Question

A specimen of aluminum having a rectangular cross section 9.6 mm × 12.9 mm (0.3780 in. × 0.5079 in.) is pulled in tension with 35600 N (8003 lbf) force, producing only elastic deformation. The elastic modulus for aluminum is 69 GPa (or 10 × 106 psi).

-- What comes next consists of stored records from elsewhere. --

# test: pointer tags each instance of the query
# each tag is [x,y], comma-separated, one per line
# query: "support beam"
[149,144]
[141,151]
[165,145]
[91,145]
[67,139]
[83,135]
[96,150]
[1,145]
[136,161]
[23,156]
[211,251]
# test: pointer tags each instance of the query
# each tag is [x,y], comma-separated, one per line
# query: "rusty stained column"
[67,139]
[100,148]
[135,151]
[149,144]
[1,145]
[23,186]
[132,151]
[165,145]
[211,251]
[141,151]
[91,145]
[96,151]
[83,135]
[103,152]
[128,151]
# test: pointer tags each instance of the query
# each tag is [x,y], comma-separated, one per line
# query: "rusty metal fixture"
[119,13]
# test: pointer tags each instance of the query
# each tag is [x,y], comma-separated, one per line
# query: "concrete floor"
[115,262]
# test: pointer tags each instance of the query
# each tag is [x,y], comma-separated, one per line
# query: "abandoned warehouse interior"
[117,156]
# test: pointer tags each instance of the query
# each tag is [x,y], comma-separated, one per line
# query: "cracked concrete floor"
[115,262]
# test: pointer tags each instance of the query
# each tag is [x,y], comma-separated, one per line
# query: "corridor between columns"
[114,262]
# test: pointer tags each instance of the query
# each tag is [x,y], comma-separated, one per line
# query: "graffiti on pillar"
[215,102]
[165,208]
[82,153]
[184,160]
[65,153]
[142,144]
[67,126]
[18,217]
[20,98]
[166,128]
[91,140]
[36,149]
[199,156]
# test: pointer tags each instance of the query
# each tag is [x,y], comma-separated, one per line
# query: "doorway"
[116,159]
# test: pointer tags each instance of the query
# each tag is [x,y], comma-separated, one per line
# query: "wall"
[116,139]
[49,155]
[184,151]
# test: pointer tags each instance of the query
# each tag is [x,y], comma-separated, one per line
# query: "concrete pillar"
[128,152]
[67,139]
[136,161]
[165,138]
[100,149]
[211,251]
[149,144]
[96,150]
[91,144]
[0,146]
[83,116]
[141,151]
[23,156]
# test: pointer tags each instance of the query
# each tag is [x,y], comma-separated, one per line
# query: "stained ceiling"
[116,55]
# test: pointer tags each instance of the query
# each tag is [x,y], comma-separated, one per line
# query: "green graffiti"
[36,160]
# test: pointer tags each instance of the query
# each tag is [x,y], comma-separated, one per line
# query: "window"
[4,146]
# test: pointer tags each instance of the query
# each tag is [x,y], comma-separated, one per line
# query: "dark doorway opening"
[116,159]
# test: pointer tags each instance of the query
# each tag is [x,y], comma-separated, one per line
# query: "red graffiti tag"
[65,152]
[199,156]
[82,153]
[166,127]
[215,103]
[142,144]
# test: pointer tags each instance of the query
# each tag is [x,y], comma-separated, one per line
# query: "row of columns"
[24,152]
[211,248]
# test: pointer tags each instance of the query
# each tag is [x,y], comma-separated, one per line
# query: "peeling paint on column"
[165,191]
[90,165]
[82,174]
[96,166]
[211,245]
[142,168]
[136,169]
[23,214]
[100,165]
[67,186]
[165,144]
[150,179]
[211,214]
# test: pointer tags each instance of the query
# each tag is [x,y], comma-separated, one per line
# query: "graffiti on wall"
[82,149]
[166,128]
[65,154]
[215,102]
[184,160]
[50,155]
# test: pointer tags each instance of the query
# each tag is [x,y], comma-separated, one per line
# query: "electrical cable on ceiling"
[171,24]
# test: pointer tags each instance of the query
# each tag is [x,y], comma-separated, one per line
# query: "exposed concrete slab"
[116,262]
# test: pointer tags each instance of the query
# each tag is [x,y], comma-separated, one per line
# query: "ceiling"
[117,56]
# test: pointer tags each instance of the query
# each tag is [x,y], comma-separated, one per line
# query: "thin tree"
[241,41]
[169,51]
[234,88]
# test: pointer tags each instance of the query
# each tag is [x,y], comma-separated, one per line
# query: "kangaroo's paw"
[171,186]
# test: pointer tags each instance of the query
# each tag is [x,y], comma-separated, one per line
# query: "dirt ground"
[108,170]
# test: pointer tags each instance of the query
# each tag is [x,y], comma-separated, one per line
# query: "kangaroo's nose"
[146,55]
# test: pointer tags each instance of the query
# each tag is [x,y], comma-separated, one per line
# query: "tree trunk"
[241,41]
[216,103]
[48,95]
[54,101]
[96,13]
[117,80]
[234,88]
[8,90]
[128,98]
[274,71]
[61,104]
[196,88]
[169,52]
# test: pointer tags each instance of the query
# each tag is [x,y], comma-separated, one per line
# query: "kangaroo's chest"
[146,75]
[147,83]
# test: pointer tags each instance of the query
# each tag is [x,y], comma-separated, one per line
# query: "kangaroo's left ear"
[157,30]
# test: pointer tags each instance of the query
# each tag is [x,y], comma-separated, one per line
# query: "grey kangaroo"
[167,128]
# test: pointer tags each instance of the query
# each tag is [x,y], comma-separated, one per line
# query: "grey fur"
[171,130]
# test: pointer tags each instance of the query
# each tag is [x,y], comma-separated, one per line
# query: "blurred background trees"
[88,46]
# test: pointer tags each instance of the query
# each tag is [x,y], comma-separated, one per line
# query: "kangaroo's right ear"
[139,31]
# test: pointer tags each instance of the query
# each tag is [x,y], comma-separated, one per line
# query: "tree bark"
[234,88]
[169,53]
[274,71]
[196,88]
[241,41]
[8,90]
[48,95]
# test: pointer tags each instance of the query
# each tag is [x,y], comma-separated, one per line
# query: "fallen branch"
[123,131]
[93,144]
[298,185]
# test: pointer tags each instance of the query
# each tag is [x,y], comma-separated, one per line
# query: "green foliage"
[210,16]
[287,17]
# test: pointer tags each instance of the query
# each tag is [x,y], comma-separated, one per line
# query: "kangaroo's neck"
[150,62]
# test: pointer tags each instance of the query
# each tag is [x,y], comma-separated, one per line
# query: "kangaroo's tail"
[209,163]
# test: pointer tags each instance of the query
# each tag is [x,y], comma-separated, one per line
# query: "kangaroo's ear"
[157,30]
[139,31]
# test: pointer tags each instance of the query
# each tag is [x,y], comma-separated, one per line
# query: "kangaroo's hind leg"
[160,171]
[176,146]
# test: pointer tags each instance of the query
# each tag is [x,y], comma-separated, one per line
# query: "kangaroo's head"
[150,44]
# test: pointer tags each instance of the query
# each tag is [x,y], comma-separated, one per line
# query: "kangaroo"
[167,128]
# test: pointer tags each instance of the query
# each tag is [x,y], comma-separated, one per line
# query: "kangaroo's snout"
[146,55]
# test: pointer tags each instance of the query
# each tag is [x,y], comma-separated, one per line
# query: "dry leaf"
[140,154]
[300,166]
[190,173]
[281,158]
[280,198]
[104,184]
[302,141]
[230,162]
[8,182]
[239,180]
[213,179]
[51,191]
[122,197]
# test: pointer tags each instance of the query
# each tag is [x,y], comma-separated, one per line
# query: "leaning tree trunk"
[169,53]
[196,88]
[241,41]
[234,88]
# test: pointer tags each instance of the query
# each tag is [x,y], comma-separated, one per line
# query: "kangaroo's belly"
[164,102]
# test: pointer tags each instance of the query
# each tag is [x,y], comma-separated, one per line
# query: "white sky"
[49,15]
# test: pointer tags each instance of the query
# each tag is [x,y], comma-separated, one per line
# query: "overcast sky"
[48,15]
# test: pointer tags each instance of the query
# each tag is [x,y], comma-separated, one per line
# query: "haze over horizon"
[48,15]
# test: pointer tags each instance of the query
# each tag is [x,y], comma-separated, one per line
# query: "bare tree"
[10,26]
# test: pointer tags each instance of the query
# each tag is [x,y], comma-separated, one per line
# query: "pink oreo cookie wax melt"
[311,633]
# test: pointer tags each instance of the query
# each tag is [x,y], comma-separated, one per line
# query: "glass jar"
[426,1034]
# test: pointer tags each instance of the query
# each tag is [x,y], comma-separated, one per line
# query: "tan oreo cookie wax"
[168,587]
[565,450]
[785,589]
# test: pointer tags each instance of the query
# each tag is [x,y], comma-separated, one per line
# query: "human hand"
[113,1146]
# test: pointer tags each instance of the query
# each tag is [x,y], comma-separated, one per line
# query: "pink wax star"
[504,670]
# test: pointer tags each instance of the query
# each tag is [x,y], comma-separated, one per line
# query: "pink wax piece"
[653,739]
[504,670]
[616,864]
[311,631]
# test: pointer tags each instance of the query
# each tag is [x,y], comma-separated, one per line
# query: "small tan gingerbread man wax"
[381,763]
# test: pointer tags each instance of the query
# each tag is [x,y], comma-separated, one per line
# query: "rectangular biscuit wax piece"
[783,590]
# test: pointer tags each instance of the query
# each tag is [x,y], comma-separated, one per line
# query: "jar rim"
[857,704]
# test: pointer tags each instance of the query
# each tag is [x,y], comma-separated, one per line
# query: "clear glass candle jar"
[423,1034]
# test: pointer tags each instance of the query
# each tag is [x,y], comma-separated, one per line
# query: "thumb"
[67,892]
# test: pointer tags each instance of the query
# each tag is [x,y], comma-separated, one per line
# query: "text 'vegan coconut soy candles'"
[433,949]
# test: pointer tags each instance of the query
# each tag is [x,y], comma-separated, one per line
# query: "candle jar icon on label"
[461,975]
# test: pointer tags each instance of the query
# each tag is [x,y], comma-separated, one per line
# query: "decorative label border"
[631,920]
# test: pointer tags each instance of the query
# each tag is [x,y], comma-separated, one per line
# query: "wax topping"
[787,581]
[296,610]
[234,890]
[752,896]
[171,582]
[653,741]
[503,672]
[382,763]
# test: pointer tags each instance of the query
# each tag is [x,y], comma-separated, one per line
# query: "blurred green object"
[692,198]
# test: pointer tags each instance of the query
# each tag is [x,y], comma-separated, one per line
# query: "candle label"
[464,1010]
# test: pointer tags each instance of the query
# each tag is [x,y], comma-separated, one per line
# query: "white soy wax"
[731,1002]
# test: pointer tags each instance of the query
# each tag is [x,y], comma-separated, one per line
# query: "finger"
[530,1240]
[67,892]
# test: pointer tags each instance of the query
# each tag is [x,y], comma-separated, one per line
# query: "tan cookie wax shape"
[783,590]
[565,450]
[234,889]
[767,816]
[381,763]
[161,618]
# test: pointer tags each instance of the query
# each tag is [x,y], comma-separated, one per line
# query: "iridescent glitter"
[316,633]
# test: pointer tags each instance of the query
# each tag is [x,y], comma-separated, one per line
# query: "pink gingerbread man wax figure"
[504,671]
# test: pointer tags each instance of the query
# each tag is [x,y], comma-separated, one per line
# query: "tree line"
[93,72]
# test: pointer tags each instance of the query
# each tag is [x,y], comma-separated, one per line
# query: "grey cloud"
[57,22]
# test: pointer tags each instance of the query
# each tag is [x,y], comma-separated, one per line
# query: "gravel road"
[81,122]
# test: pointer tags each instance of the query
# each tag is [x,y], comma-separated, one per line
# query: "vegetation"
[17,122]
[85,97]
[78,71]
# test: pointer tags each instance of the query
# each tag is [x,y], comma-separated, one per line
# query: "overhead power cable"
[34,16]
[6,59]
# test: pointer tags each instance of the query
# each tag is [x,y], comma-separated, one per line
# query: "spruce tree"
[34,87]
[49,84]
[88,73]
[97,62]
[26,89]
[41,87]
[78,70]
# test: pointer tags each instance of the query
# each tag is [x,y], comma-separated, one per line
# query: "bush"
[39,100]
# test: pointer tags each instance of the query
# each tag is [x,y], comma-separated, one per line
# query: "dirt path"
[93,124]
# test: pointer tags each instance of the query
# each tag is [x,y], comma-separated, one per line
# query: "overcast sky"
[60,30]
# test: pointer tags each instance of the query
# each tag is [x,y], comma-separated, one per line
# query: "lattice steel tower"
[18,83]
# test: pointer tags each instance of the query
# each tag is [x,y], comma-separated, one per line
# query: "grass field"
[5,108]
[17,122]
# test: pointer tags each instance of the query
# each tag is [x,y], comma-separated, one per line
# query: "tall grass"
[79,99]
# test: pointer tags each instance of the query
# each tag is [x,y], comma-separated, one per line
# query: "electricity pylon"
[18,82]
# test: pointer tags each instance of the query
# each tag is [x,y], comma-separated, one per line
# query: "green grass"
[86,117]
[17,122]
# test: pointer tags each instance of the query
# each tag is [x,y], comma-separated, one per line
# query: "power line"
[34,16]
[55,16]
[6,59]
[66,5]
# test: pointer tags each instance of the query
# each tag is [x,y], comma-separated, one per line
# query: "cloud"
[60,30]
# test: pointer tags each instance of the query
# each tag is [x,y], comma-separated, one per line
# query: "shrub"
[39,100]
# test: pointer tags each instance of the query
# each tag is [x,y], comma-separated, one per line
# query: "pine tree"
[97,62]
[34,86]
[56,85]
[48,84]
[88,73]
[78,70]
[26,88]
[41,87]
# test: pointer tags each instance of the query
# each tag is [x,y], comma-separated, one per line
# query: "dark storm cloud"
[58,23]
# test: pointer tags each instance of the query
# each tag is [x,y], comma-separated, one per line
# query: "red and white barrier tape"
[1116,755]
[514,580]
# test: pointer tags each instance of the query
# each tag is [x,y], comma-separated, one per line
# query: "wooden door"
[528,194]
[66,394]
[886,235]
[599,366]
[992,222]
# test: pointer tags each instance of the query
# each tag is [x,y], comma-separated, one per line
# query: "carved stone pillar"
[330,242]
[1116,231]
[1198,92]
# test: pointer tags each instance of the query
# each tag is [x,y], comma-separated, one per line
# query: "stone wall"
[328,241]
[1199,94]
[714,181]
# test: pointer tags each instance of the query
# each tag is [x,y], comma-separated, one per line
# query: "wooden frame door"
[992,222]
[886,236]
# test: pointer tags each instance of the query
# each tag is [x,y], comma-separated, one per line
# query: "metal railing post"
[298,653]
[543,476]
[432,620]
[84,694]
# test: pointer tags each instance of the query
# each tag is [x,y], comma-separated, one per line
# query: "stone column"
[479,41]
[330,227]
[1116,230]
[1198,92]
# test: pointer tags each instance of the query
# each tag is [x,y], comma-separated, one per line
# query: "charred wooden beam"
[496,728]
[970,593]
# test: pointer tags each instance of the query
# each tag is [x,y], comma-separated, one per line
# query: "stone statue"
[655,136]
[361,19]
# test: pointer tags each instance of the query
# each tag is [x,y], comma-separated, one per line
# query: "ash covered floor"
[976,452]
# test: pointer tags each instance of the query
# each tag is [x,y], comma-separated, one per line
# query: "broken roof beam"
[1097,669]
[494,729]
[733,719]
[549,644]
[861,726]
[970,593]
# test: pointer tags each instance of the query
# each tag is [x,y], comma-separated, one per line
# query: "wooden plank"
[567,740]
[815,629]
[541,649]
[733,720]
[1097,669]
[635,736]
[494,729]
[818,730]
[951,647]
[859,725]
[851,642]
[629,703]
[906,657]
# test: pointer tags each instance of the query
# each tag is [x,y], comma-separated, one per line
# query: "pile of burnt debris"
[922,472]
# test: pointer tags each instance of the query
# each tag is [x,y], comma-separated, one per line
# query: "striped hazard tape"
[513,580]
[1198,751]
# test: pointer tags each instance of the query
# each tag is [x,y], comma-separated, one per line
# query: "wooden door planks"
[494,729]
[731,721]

Calculate the resulting strain.

Answer 1

Answer:

$\epsilon=4.16\times 10^{-3}$

Explanation:

It is given that,

Dimension of specimen of aluminium, 9.6 mm × 12.9 mm

Area of cross section of aluminium specimen, $A=9.6\times 12.9=123.84\times 10^{-6}\ mm^2$

$A=123.84\times 10^{-6}\ m^2$

Tension acting on object, T = 35600 N

The elastic modulus for aluminum is, $E=69\ GPa=69\times 10^9\ Pa$

The stress acting on material is proportional to the strain. Its formula is given by :

$\epsilon=\dfrac{\sigma}{E}$

$\sigma$ is the stress

$\epsilon=\dfrac{F}{EA}$

$\epsilon=\dfrac{35600}{69\times 10^9\times 123.84\times 10^{-6}}$

$\epsilon=4.16\times 10^{-3}$

Hence, this is the required solution.